Abstract

About 56 percent of the world’s population lives in urban environments. In more economically developed countries, this percentage is considerably higher. Increasingly, cities’ more vulnerable and culturally diverse neighbourhoods are the context of violent conflicts linked to interconnected socio-economic (inequality), ethnocultural (discrimination) and public-institutional (delegitimation) causal factors.
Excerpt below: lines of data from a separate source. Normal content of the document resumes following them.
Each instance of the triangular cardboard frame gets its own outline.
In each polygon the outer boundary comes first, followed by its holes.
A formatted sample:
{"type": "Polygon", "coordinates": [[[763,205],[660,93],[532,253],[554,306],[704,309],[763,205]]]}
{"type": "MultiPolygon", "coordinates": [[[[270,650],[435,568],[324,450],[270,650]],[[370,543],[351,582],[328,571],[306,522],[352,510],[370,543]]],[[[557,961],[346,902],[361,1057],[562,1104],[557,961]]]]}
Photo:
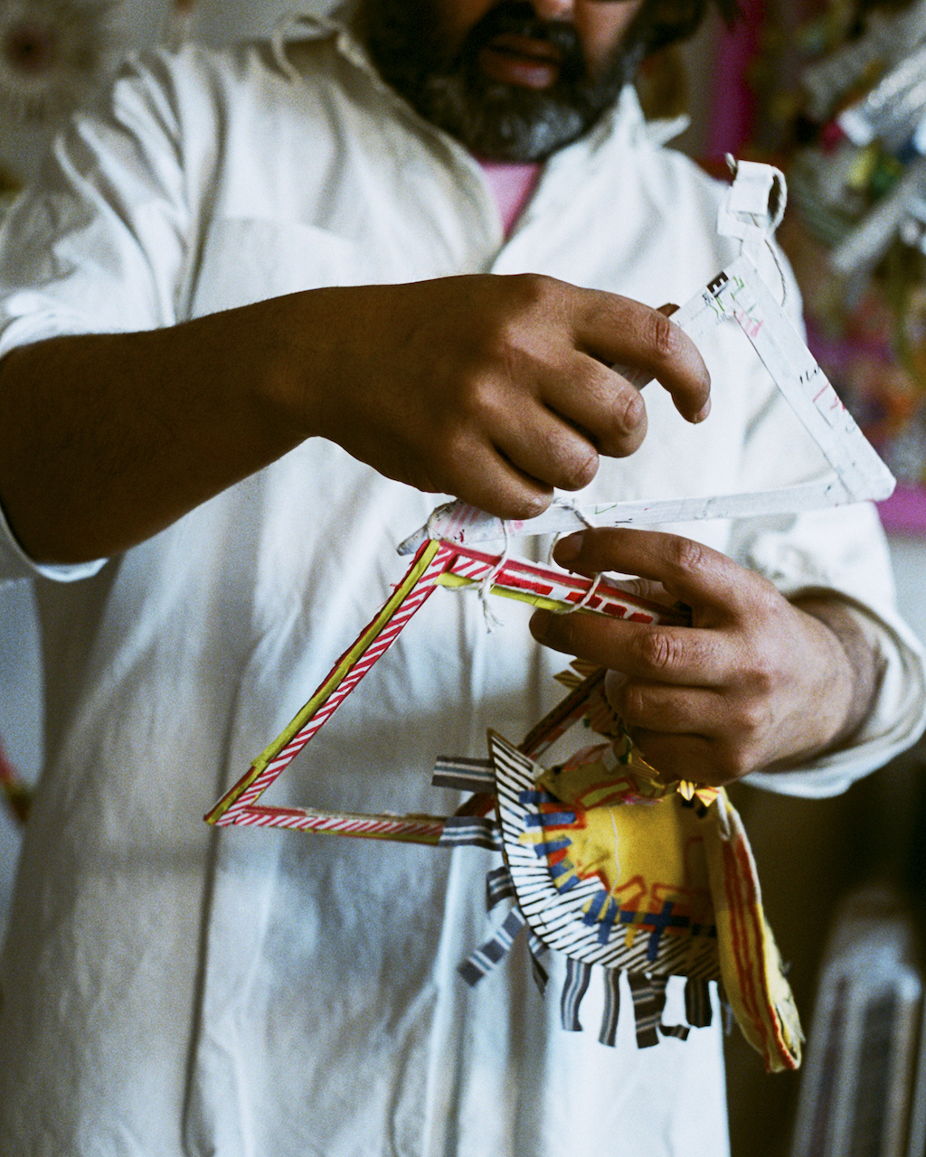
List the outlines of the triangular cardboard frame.
{"type": "MultiPolygon", "coordinates": [[[[244,824],[438,843],[448,818],[444,816],[360,816],[316,811],[311,808],[274,808],[259,801],[398,639],[438,587],[471,587],[485,581],[491,583],[493,594],[535,606],[569,610],[581,605],[600,614],[635,622],[684,621],[682,613],[637,598],[610,582],[595,583],[552,567],[505,559],[502,555],[429,539],[419,547],[405,576],[332,666],[309,701],[206,815],[207,823],[219,827],[244,824]]],[[[524,740],[526,750],[530,753],[542,751],[556,735],[561,735],[581,715],[588,685],[590,681],[586,680],[580,688],[581,695],[573,692],[546,716],[542,732],[537,729],[531,731],[524,740]]]]}
{"type": "Polygon", "coordinates": [[[507,544],[513,535],[575,530],[589,525],[593,519],[611,525],[688,522],[796,513],[887,498],[895,485],[890,471],[866,441],[745,255],[674,315],[676,324],[692,338],[728,319],[735,320],[749,338],[778,389],[830,463],[830,474],[798,486],[749,494],[613,502],[586,508],[575,508],[572,503],[553,504],[529,523],[506,523],[462,502],[439,507],[427,525],[399,547],[399,553],[416,553],[392,595],[295,718],[222,796],[206,815],[206,820],[216,826],[245,824],[417,843],[440,841],[447,817],[359,816],[259,803],[271,783],[325,725],[438,585],[488,581],[493,592],[537,605],[569,609],[581,603],[620,618],[642,618],[645,621],[671,618],[666,609],[630,598],[611,584],[598,583],[593,590],[589,580],[550,567],[506,560],[504,554],[485,554],[471,547],[475,541],[504,538],[507,544]]]}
Social outbursts such as London (2011) or Husby’s (Stockholm, 2013) riots are amongst the most notorious recent examples of these. Both the frequency and intensity of these conflicts are only expected to worsen as the economic impact of the coronavirus disease 2019 (COVID-19) pandemic takes hold. This article introduces the ‘Theory of Rupture Frames (TRF)’, which offers a new three-dimensional explanatory model of violent conflicts in vulnerable neighbourhoods with high socio-cultural diversity. The ‘TRF’, it is argued, offers a novel and suitable framework for founding and guiding social work’s preventative and healing-oriented interventions facing these. This is in relation to the TRF’s dual potential for (i) contributing to the theoretical understanding in the social work profession of this type of conflict and for (ii) offering a tool for guiding the assessment of needs and strategic planning of social work-led actions in the context of the neighbourhoods affected by the conflicts or at risk of their outburst.